5.Construction of vika System
We use a common expression vector plasmid, pRS416, to load vika part. First of all, we use corresponding restriction endonuclease Sal1 and Not1 to cut plasmid pRS416 and plasmid pRS415-vika, a gift from Y.J lab, and then use T4 DNA ligase to link them together, we can obtain the complete device we want. Finally, we transform this device into BY4742 by the lithium acetate conversion method, and we screen for the correctly transformed cell by using the Sc-Ura plate.
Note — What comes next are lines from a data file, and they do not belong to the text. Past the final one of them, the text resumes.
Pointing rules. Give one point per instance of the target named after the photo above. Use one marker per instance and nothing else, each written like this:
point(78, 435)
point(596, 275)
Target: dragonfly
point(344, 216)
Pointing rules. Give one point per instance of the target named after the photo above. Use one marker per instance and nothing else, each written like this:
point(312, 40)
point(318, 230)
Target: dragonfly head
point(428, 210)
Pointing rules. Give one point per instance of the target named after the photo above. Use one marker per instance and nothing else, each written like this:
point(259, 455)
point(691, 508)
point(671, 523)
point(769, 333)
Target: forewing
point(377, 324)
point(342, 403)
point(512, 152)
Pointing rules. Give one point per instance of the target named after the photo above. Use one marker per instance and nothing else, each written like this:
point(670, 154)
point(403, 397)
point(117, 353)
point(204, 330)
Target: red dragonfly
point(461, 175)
BY4742 is a single-celled organism called α.
6.The characterization of Mating Switcher
The Saccharomyces cerevisiae called TVRVC is a single-celled organism called a. At first, we cultivate pRS416-vika in Sc-Ura medium without glucose for three hours. To induce the expression of vika, they will culture to saturation in Sc medium with raffinose and galactose for twelve hours. After that, vika recombinase are induced to express and we make α-pRS416-vika cell and a-TVRVC cell mate in YPD medium for eight hours. Two types cells are fused and form diploid yeasts, in which vika recombinase bind with vox locus, and then delete RFP gene and Adh1 terminator flanked by vox sites. After the Mating Switcher, β-carotene expresses and he color of cell will transform from white to orange. At last we smear bacteria solution on Sc-Ura-Leu plate to screen for the correctly mating cell. We can judge the existence of vika recombinase by the color of the colony, and obtain the efficiency of mating.
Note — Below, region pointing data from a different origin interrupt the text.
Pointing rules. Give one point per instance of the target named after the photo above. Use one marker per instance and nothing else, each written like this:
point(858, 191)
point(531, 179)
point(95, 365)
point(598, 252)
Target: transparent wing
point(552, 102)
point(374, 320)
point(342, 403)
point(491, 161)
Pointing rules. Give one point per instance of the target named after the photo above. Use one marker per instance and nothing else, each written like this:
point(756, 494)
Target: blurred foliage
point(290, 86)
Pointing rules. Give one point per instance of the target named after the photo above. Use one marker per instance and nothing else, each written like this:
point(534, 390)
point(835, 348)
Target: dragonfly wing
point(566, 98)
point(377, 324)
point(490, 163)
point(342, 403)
7.Culture and Expression Condition of Saccharomyces cerevisiae in this experiment
Traditional YPD culture medium (22g/L glucose, 20g/L peptone, 10g/L yeast extracts) is used by us. Sc-Ura solid culture medium (22g/L glucose, 6.7g/L yeast nitrogen base, 1.224g/L nutrient deficiency mixture without Ura, His, Leu and Trp, 20g/L agar powder, 5mg/L Trp, His and Leu) is used to screen for correctly transformed cell. 5-FOA solid culture medium (22g/L glucose, 6.7g/L yeast nitrogen base, 1.224g/L dropout, 20g/L agar powder, 1ml/L His, Trip, Leu and 2.5ml/L Ura) is used to screen for correctly transformed cell. Sc medium with raffinose and galactose culture medium (20g/L raffinose, 6.7g/L yeast nitrogen base, 1.224g/L nutrient deficiency mixture without Ura, His, Leu and Trp, 20g/L agar powder, 10x galactose, 5mg/L Trp, His and Leu) is used to induce to express vika recombinase. Sc-Ura-Leu solid culture medium(22g/L glucose, 6.7g/L yeast nitrogen base, 1.224g/L nutrient deficiency mixture without Ura, His, Leu and Trp, 20g/L agar powder, 5mg/L Trp and His) is used to screen for the correctly mating cell. All the cells are cultured in 5mL medium at 30℃ with shaking speed of 220rpm.
Expected Results
In our design, Mating Switcher is a means of gene regulation. We can transform from one functional system to another system through this switch conveniently. To show the function of Mating Switcher more intuitively, we construct this RFP system to be a characterization.